The null reference glide path system, which forms one element of the standard Instrument Landing System (I.L.S.), relies on ground reflection to obtain the appropriate antenna radiation patterns. As the ideal system requires an infinite plane reflector, significant irregularities in the glide path are observed for actual sites with non-flat ground. At present, objectionable irregularities cannot be predicted in detail for an arbitrarily specified site.
A satisfactory solution to this problem would require:
(i) an accurate method of measuring the glide path at any given installation;
(ii) an economical approach to the modification of existing sites to meet the glide path specifications for any desired performance category;
(iii) a systematic method of synthesis of a suitable ground surface, or the adoption of alternative systems which are independent of ground effects.
The terrain problem can be investigated in accordance with (i), (ii) and (iii) above by means of geometrical modelling. A microwave model has been developed, for which the primary requirements were:
(i) a measuring facility to permit the calculation of Difference in Depth of Modulation (D.D.M,) to an accuracy of approximately 3% (i.e. 0.01◦ in elevation angle);
(ii) a contoured surface-modelling technique to maintain an accuracy of 3 in. (full size) in ground height.
These tolerances were adopted to provide resolution of path bends and changes in sensitivity consistent with the performance specifications for International Civil Aviation Organization (I.C.A.O.) Category III installations.

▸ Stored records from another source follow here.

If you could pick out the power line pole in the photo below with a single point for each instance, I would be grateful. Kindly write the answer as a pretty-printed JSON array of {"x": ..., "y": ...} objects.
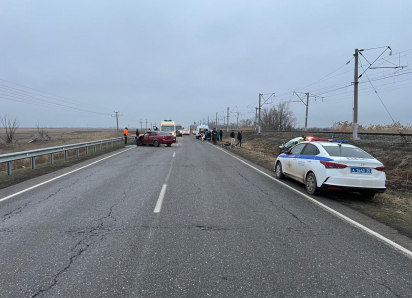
[
  {"x": 227, "y": 122},
  {"x": 355, "y": 97},
  {"x": 307, "y": 109},
  {"x": 256, "y": 118},
  {"x": 117, "y": 122},
  {"x": 260, "y": 96}
]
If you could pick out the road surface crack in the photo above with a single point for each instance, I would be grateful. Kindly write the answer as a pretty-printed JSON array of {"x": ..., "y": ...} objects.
[
  {"x": 294, "y": 215},
  {"x": 77, "y": 251},
  {"x": 19, "y": 209},
  {"x": 389, "y": 288},
  {"x": 82, "y": 245},
  {"x": 240, "y": 174}
]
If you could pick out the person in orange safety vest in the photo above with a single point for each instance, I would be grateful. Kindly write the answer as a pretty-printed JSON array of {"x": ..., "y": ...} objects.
[{"x": 126, "y": 135}]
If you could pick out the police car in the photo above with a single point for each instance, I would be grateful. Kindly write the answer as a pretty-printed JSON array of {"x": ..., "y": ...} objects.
[{"x": 327, "y": 164}]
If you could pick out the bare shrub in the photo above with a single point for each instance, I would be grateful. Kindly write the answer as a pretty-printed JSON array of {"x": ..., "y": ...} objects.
[{"x": 10, "y": 125}]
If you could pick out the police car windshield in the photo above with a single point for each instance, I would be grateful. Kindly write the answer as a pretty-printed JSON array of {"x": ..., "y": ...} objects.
[{"x": 343, "y": 151}]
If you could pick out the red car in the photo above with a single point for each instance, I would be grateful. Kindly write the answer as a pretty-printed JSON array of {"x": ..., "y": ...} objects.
[{"x": 156, "y": 138}]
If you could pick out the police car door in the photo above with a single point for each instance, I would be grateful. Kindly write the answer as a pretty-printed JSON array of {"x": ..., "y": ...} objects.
[
  {"x": 305, "y": 160},
  {"x": 292, "y": 161}
]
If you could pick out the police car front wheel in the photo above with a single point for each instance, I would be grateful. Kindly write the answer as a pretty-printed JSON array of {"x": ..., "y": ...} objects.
[{"x": 311, "y": 185}]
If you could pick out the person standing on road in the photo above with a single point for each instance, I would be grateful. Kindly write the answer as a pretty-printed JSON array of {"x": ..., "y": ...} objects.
[
  {"x": 239, "y": 139},
  {"x": 232, "y": 138},
  {"x": 126, "y": 135},
  {"x": 214, "y": 135}
]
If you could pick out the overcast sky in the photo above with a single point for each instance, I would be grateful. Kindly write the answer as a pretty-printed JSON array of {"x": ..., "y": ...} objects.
[{"x": 187, "y": 60}]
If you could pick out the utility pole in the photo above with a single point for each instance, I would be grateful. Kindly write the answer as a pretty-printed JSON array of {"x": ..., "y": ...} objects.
[
  {"x": 117, "y": 122},
  {"x": 227, "y": 122},
  {"x": 307, "y": 109},
  {"x": 260, "y": 96},
  {"x": 355, "y": 97}
]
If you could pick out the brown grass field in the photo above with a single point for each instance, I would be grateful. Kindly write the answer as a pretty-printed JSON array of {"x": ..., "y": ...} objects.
[{"x": 59, "y": 137}]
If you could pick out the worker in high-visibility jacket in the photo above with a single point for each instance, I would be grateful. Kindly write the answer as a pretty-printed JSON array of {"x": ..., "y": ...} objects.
[{"x": 126, "y": 135}]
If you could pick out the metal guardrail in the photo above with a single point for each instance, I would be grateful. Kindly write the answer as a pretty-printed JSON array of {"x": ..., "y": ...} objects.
[
  {"x": 337, "y": 132},
  {"x": 32, "y": 154}
]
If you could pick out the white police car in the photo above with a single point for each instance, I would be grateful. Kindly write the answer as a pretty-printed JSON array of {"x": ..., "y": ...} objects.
[{"x": 324, "y": 164}]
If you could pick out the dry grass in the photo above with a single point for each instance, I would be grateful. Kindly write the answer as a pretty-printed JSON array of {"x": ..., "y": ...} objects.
[
  {"x": 346, "y": 126},
  {"x": 58, "y": 136}
]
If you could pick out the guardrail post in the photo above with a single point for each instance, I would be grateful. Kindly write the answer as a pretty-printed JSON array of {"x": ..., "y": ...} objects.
[{"x": 9, "y": 167}]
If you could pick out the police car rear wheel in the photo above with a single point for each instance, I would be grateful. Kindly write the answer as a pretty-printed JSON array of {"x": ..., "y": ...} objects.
[
  {"x": 311, "y": 186},
  {"x": 278, "y": 171}
]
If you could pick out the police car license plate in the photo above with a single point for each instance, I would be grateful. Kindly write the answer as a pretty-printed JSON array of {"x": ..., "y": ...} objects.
[{"x": 360, "y": 171}]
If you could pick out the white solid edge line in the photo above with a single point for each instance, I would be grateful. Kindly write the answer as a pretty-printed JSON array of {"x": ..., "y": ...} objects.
[
  {"x": 160, "y": 199},
  {"x": 55, "y": 178},
  {"x": 351, "y": 221}
]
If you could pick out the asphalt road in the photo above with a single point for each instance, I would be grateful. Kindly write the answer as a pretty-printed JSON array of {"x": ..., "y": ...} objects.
[{"x": 222, "y": 230}]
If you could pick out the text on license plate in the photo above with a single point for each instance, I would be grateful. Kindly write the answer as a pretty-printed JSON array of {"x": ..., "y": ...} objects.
[{"x": 360, "y": 171}]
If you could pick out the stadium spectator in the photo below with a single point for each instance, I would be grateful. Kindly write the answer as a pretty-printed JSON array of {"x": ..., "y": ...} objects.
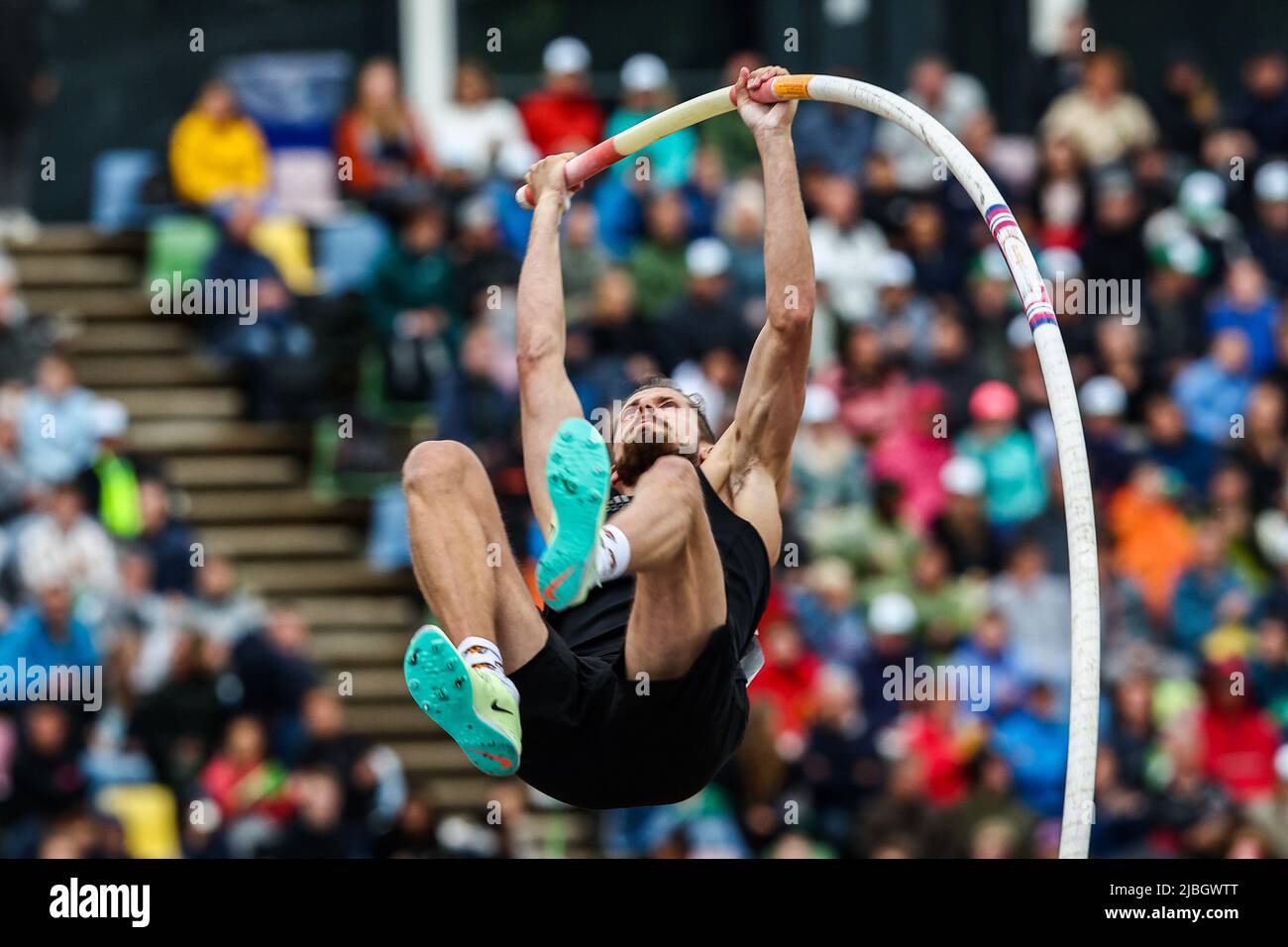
[
  {"x": 389, "y": 158},
  {"x": 217, "y": 154},
  {"x": 55, "y": 424},
  {"x": 563, "y": 115},
  {"x": 472, "y": 129},
  {"x": 1100, "y": 118}
]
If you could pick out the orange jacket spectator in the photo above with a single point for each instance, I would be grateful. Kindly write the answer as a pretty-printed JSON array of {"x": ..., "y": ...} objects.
[
  {"x": 378, "y": 136},
  {"x": 1154, "y": 541}
]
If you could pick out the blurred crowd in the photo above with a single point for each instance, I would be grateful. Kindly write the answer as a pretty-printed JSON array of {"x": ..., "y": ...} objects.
[{"x": 923, "y": 522}]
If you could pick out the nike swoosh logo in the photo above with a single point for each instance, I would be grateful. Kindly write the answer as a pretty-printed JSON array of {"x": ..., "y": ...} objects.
[{"x": 549, "y": 591}]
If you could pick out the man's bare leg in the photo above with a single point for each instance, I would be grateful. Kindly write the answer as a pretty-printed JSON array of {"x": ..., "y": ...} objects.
[
  {"x": 679, "y": 581},
  {"x": 462, "y": 556}
]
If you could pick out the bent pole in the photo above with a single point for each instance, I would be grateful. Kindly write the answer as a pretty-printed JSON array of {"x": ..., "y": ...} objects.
[{"x": 1061, "y": 395}]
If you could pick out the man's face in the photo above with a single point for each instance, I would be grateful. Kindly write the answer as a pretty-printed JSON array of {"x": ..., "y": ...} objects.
[{"x": 653, "y": 423}]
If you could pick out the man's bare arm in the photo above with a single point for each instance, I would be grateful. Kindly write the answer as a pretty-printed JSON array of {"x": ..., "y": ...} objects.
[
  {"x": 546, "y": 395},
  {"x": 773, "y": 390}
]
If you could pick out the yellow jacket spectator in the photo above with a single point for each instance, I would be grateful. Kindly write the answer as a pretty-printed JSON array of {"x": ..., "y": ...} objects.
[{"x": 217, "y": 153}]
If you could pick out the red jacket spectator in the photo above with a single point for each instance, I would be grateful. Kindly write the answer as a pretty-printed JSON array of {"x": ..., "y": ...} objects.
[
  {"x": 559, "y": 121},
  {"x": 378, "y": 134}
]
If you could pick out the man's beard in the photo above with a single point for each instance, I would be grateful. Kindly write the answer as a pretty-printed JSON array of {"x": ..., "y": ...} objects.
[{"x": 636, "y": 457}]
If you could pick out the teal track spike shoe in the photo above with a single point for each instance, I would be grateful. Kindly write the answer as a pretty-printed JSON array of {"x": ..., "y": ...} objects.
[
  {"x": 472, "y": 702},
  {"x": 579, "y": 474}
]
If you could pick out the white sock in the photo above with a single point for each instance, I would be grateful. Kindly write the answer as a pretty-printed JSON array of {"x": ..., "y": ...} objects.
[
  {"x": 613, "y": 556},
  {"x": 480, "y": 652}
]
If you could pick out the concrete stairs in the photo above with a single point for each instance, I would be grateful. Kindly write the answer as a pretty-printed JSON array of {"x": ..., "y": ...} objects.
[{"x": 244, "y": 486}]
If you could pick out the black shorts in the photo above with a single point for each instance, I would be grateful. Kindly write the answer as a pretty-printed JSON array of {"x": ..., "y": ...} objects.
[{"x": 590, "y": 738}]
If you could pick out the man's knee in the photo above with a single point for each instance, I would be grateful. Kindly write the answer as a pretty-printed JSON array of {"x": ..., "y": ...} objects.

The utility of the model approach was tested by modelling the Avalon (Victoria) aerodrome site. Several significant differences between the flight test and model results were obtained, although the measured quality of the glide path in each case was similar. The model results established the significance of a ground region between 3700 ft. and 4200 ft. from the transmitting antennas. Several possible methods of improving the Avalon site are considered.